Diana and Larry Moyer took another baby ’roo on road trips to Florida in 2008, when the critter-loving couple first made headlines.
Their RV broke down three times and Larry had a stroke on the way to the Sunshine State, and when the Tampa Tribune caught up with them, a fuse-box fire destroyed the motor home.
Jack, the kangaroo from the Missouri auction, was on a leash and feasting on grass at a local park. Also along for the ride was Edward, a disabled goat whose front legs had been injured in a car wreck and who ambled around with a cart.
To Moyer, both pets were service animals for depression and anxiety.
“They were buddies. They would go everywhere with us,” Moyer told The Daily Beast, adding that Jack and Edward were registered with Service Animal Registry of America, which apparently is a certification-for-a-fee program (the ADA does not require certification for service animals).
The kangaroos aren’t her only guardian animals. Edward the goat saved her life one day when she had a staph infection in her leg. It was bleeding, and the goat broke down her door and alerted her mother, who was nearby, Moyer said.

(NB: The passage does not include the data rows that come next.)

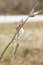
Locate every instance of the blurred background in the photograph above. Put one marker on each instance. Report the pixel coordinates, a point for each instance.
(14, 7)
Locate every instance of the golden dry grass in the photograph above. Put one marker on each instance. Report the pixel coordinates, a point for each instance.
(30, 51)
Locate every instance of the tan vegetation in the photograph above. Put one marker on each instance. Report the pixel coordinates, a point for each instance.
(30, 51)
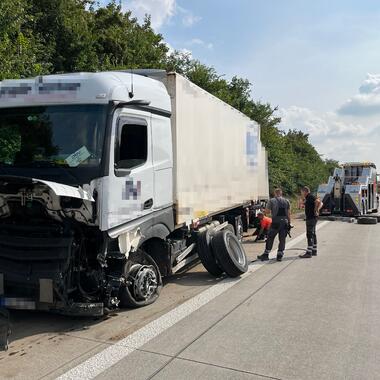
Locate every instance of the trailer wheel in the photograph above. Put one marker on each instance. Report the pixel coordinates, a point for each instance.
(206, 254)
(143, 282)
(230, 253)
(367, 220)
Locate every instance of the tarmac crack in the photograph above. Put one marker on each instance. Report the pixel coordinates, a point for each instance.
(177, 355)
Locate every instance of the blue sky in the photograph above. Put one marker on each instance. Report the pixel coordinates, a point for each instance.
(311, 58)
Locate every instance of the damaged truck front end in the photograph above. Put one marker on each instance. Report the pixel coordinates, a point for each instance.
(52, 250)
(49, 249)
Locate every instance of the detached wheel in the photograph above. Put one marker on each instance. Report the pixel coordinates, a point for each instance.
(367, 220)
(206, 254)
(230, 253)
(143, 281)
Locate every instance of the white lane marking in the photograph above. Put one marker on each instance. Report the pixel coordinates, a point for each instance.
(105, 359)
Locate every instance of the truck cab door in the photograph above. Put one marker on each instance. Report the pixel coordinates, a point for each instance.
(128, 191)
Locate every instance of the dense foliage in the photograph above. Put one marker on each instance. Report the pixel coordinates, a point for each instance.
(52, 36)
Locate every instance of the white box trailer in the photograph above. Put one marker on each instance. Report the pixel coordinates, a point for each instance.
(110, 180)
(219, 162)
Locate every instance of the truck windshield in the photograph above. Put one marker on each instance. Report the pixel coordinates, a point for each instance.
(51, 140)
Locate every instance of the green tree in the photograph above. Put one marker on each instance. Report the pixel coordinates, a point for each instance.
(19, 47)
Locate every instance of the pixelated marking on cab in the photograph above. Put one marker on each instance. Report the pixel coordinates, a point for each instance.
(131, 190)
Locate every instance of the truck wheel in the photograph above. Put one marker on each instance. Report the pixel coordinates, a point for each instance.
(206, 254)
(143, 282)
(230, 227)
(240, 230)
(230, 253)
(367, 220)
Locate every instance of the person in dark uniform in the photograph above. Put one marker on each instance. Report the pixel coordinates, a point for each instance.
(312, 207)
(279, 207)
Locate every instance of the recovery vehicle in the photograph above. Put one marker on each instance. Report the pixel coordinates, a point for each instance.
(351, 190)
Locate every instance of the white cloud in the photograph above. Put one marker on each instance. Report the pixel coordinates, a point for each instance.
(161, 11)
(367, 101)
(335, 136)
(345, 135)
(188, 18)
(199, 42)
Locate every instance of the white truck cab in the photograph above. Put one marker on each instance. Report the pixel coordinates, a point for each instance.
(94, 205)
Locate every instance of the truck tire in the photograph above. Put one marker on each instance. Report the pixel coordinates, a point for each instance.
(143, 282)
(230, 253)
(230, 227)
(367, 220)
(206, 254)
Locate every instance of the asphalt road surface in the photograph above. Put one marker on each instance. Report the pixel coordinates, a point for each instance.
(315, 318)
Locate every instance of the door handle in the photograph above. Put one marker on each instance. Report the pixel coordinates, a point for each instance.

Other Americans are looking to kangaroos for comfort, too. A depressed Oklahoma woman fought city officials to keep her partially-paralyzed ’roo in her home. In 2011, the Broken Arrow City Council created an exotic-animal ordinance exemption that permitted Christie Carr to live with Irwin, her therapy pet.
“Unless you’ve had one and know one, you probably do think, ‘What in the heck would you want a kangaroo for?’” Moyer said. “Once you get to know one at a certain age, when it’s got to be bottle-fed around the clock, you get attached.”
Jimmy sits on Moyer’s lap like a small dog as she watches TV or sits on her computer. He dines on a kangaroo kibble called Happy Hopper, and greets Moyer at the door when she comes home.
“You just have to experience them before you can really appreciate them,” Moyer said. “That’s all I can say about it.”